Once more the wagon was blocked up for a difficult ford, the lighter and more perishable articles of its load being packed into a dugout, or canoe hollowed from a sycamore log, which was the property of Younkins, and used only at high stages of the water. The three men guided the wagon and oxen across while Charlie, stripped to his shirt, pushed the loaded dugout carefully over, and the two boys on the other bank, full of the importance of the event, received the solitary voyager, unloaded the canoe, and then transferred the little cargo to the wagon. The caravan took its way up the rolling ground of the prairie to the log-cabin. Willing hands unloaded and took into the house the tools, provisions, and clothes that constituted their all, and, before the sun went down, the settlers were at home.

While in Manhattan, they had supplied themselves with potatoes; at Fort Riley they had bought fresh beef from the sutler. Sandy made a glorious fire in the long-disused fireplace. His father soon had a batch of biscuits baking in the covered kettle, or Dutch oven, that they had brought with them from home. Charlie’s contribution to the repast was a pot of excellent coffee, the milk for which, an unaccustomed luxury, was supplied by the thoughtfulness of Mrs. Younkins. So, with thankful hearts, they gathered around their frugal board and took their first meal in their new home.
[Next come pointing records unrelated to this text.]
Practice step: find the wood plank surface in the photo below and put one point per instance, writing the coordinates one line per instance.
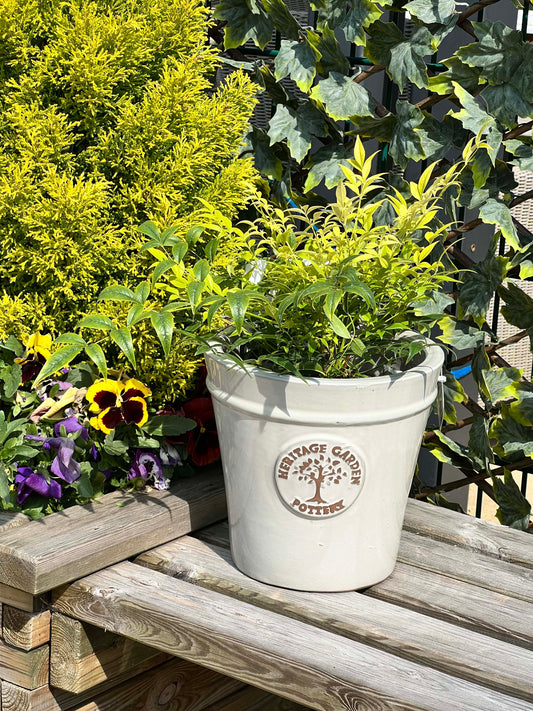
(467, 565)
(19, 598)
(44, 554)
(251, 699)
(466, 531)
(403, 632)
(287, 657)
(27, 669)
(25, 630)
(176, 685)
(460, 603)
(82, 656)
(11, 520)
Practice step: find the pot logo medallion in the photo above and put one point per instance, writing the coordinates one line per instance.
(319, 479)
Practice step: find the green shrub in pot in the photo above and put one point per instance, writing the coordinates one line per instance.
(322, 379)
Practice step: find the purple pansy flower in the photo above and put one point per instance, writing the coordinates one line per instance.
(147, 465)
(63, 466)
(71, 426)
(29, 482)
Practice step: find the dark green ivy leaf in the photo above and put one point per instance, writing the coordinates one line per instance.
(429, 11)
(478, 440)
(478, 287)
(343, 98)
(246, 19)
(297, 60)
(514, 509)
(404, 57)
(283, 20)
(361, 14)
(332, 57)
(297, 128)
(326, 164)
(496, 212)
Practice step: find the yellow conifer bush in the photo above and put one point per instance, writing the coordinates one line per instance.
(108, 118)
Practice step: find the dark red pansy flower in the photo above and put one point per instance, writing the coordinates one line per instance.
(202, 442)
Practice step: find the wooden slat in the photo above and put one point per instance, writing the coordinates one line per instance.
(11, 520)
(467, 565)
(459, 529)
(251, 699)
(24, 629)
(176, 685)
(19, 598)
(44, 554)
(83, 656)
(287, 657)
(394, 629)
(454, 601)
(27, 669)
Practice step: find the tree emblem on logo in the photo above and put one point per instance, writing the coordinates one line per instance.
(319, 478)
(321, 472)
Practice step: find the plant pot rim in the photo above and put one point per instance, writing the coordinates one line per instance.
(432, 359)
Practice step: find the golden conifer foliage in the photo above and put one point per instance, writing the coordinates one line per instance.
(107, 119)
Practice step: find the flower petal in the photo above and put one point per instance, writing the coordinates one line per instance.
(134, 388)
(103, 394)
(108, 419)
(135, 410)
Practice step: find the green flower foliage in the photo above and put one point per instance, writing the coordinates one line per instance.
(108, 117)
(465, 74)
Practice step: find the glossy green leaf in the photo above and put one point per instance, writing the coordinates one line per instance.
(265, 156)
(343, 98)
(168, 425)
(361, 14)
(460, 334)
(497, 213)
(503, 383)
(478, 440)
(151, 230)
(326, 165)
(238, 302)
(122, 337)
(429, 11)
(246, 19)
(73, 338)
(403, 56)
(332, 57)
(297, 128)
(163, 323)
(101, 323)
(479, 286)
(96, 354)
(512, 438)
(60, 359)
(514, 509)
(117, 293)
(297, 60)
(282, 19)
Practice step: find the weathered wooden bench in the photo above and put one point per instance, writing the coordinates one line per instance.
(450, 629)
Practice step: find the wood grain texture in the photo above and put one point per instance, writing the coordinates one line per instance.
(27, 669)
(403, 632)
(25, 630)
(468, 532)
(176, 686)
(287, 657)
(83, 656)
(460, 603)
(467, 565)
(19, 598)
(44, 554)
(251, 699)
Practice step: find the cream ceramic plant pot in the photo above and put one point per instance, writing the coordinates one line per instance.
(317, 473)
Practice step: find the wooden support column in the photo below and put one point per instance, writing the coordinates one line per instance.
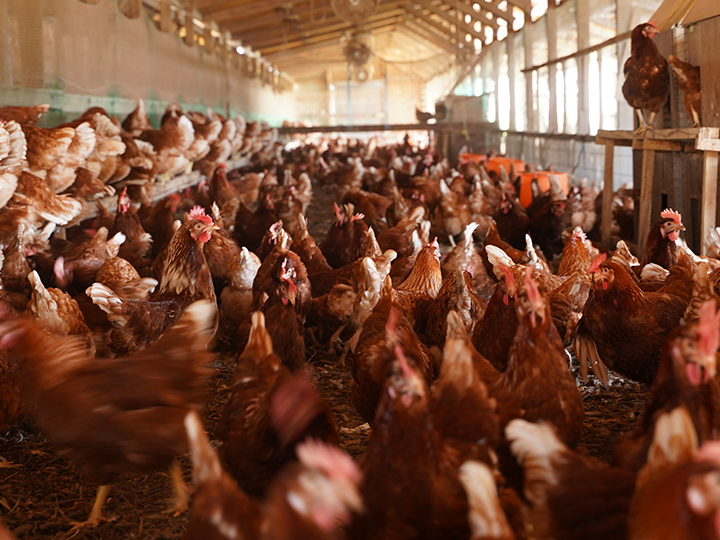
(708, 142)
(646, 197)
(606, 225)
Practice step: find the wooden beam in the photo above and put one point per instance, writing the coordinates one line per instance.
(460, 26)
(430, 36)
(276, 40)
(475, 15)
(283, 34)
(646, 197)
(296, 45)
(443, 29)
(492, 8)
(608, 192)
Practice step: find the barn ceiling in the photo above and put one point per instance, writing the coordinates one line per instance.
(308, 38)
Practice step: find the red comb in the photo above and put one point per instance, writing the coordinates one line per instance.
(595, 266)
(709, 327)
(530, 287)
(392, 322)
(198, 212)
(669, 213)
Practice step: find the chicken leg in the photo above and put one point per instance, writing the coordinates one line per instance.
(642, 129)
(179, 502)
(96, 513)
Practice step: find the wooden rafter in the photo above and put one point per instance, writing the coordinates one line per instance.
(432, 22)
(319, 39)
(429, 35)
(452, 19)
(320, 30)
(290, 33)
(475, 15)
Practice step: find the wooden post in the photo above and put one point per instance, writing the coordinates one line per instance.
(606, 225)
(709, 199)
(646, 197)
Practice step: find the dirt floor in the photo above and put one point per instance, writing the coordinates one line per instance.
(41, 492)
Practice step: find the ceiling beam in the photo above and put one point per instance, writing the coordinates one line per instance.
(318, 39)
(430, 36)
(435, 24)
(279, 32)
(281, 38)
(453, 20)
(525, 5)
(492, 8)
(475, 15)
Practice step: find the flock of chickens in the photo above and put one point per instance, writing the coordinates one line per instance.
(647, 82)
(459, 354)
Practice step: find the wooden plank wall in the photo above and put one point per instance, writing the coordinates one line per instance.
(678, 175)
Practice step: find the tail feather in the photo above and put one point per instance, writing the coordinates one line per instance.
(485, 514)
(206, 464)
(535, 446)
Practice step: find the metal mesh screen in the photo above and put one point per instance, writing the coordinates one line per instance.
(74, 55)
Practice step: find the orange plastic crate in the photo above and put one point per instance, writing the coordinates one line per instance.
(543, 182)
(493, 164)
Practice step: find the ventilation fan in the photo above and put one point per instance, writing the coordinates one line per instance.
(353, 11)
(357, 53)
(363, 73)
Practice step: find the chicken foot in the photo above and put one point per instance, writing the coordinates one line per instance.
(586, 350)
(640, 131)
(96, 513)
(181, 497)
When supper was done and the cabin, now lighted by the scanty rays of two tallow candles, had been made tidy for the night, Oscar took out his violin, and, after much needed tuning, struck into the measure of wild, warbling “Dundee.” All hands took the hint, and all voices were raised once more to the words of Whittier’s song of the “Kansas Emigrants.” Perhaps it was with new spirit and new tenderness that they sang,–

 
“No pause, nor rest, save where the streams
That feed the Kansas run,
Save where the pilgrim gonfalon
Shall flout the setting sun!”
 

“I don’t know what the pilgrim’s gonfalon is,” said Sandy, sleepily, “but I guess it’s all right.” The emigrants had crossed the prairies as of old their father had crossed the sea. They were now at home in the New West. The night fell dark and still about their lonely cabin as, with hope and trust, they laid them down to peaceful dreams.